Cutaneous LMNA-NTRK1 Fusion Mesenchymal Tumor with Melanocytic Differentiation

Abstract
Oncogenic NTRK gene fusions are now being increasingly identified in various cutaneous and soft tissue tumors. Recognizing these gene fusions has significant therapeutic relevance and opens pathways towards new treatment options. A subset of cutaneous mesenchymal tumors harboring the LMNA-NTRK1 fusion has been described recently, and the diagnosis of this rare tumor is often challenging due to the highly variable morphology and nonspecific immunophenotype. A 6-year-old boy presented with a congenital, slowly growing scalp lesion. The excisional biopsy specimen demonstrated an infiltrative dermal and subcutaneous spindle cell proliferation with highly vascular myxoid stroma and prominent lymphocytic infiltrates.

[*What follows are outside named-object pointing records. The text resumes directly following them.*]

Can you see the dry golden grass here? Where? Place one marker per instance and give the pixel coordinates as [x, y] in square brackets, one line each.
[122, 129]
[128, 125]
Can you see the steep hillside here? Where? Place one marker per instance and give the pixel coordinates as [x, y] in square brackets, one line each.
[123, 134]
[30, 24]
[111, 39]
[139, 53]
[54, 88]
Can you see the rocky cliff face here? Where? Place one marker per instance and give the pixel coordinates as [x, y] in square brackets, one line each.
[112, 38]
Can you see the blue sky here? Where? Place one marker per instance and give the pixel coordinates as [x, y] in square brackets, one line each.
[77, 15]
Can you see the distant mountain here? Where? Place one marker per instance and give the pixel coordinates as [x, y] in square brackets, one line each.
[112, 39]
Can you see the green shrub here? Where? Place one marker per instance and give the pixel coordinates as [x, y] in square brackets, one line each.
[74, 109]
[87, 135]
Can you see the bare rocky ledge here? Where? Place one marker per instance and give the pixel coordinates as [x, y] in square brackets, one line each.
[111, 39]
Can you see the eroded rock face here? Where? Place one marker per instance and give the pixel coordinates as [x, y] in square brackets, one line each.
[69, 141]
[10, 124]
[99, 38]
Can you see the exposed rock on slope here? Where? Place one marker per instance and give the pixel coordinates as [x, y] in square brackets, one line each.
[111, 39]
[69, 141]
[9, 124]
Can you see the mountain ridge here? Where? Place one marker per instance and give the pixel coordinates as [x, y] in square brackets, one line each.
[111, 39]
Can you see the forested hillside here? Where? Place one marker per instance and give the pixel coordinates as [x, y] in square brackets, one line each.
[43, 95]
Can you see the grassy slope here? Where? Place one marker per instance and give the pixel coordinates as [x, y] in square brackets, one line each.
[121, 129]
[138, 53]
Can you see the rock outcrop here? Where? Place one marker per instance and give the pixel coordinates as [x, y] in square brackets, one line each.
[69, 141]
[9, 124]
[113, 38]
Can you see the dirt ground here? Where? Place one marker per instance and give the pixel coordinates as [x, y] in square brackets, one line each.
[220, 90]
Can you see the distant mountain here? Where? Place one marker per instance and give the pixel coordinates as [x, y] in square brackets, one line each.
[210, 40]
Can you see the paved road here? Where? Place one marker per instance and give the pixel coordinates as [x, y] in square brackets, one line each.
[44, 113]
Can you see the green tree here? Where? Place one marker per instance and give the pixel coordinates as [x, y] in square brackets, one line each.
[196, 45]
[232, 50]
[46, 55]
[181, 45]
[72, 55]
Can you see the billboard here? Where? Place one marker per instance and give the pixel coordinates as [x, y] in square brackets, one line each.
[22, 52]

The tumor cells had oval to elongated nuclei with inconspicuous cytoplasm. An unusual feature of this lesion was the presence of scattered epithelioid and dendritic cells with prominent melanin pigment. No significant cytologic atypia or mitotic activity was seen. By immunohistochemistry, the tumor cells were diffusely positive for CD34 and pan-TRK. S-100 protein was also partially positive. Additional melanocytic markers, including Melan A, SOX-10, and HMB-45, selectively highlighted the pigmented epithelioid and dendritic cells. Finally, next-generation sequencing revealed a fusion transcript joining exon 13 of the LMNA gene and exon 12 of the NTRK1 gene. The lesion was excised entirely, and there has been no evidence of recurrent disease or metastasis to date. With the awareness that cutaneous LMNA-NTRK1 fusion mesenchymal tumors may show melanocytic differentiation, careful morphological evaluation and ancillary molecular studies allow for correct diagnosis.

Financial Disclosure: No current or relevant financial relationships exist.